Qu’en est-il de son influence sur la postérité et les grands bouleversements du XXe siècle ?

Bien qu’antirévolutionnaire et hostile à toute forme de mouvement collectif, Tolstoï reste un anarchiste convaincu. Lecteur de Proudhon, La Boétie et Thoreau, il croit en la socialisation de la terre et décrit l’État, l’armée, la police et la justice comme des entités organiquement liées à la violence et au meurtre. Par sa prédication contre le superflu, la propriété et l’autoritarisme, Tolstoï ouvre la voie aux évènements de 1917, comme Lénine le reconnaîtra avec amertume.
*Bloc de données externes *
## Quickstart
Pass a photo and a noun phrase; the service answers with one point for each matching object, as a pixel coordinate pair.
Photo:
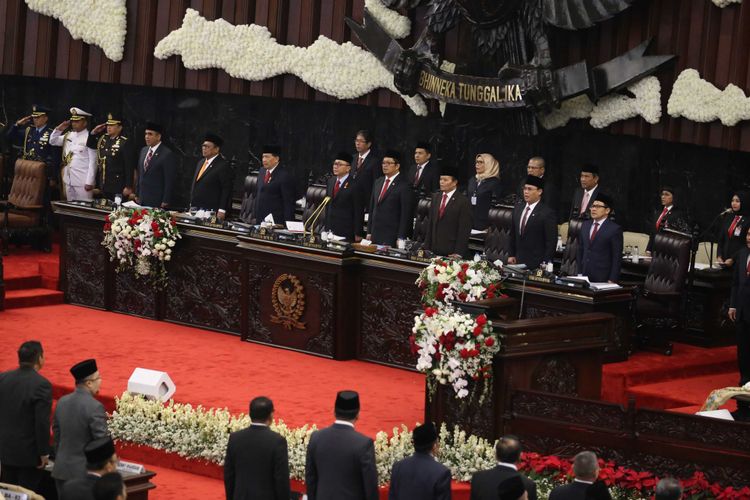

Son excommunication est par ailleurs à l’origine de la création d’assemblées philosophico-religieuses à travers la Russie. À l’échelle mondiale, de nombreuses figures célèbrent son sens moral et son rejet de l’oppression, de Gandhi à Rosa Luxemburg en passant par Jaurès, Wittgenstein, Horkheimer, Benjamin ou encore des théoriciens de la désobéissance civile et de l’animalisme.

Du point de vue de la création littéraire, enfin, Tolstoï compte parmi les précurseurs du flux de conscience. Quantité d’écrivains se déclarent tributaires de son œuvre, que l’on pense à Grossman, Joyce, Woolf, Kafka ou même Proust dont la nouvelle La Mort de Baldassare Silvande est directement inspirée par La Mort d’Ivan Ilitch.

Si vous deviez sélectionner trois de ses livres pour résumer son œuvre, lesquels choisiriez-vous ?

La question est délicate tant Tolstoï fut un écrivain prolifique. Son œuvre fait près de 90 volumes ! Si je ne devais garder que trois textes, je choisirais néanmoins Les Cosaques, ouvrage lyrique et pittoresque de jeunesse à travers lequel Tolstoï délivre un puissant hymne à la vie et à l’authenticité ; le dyptique entre ciel et enfer qu’est Anna Karénine dans lequel l’écrivain propose, à travers la figure de Lévine, une échappatoire au pessimisme existentiel qui l’habite ; et, enfin, La mort d’Ivan Ilitch, cette nouvelle de la maturité où se dessine une philosophie lumineuse de la mort, sur fond de dénonciation du mensonge social et de la corruption des institutions russes de l’époque.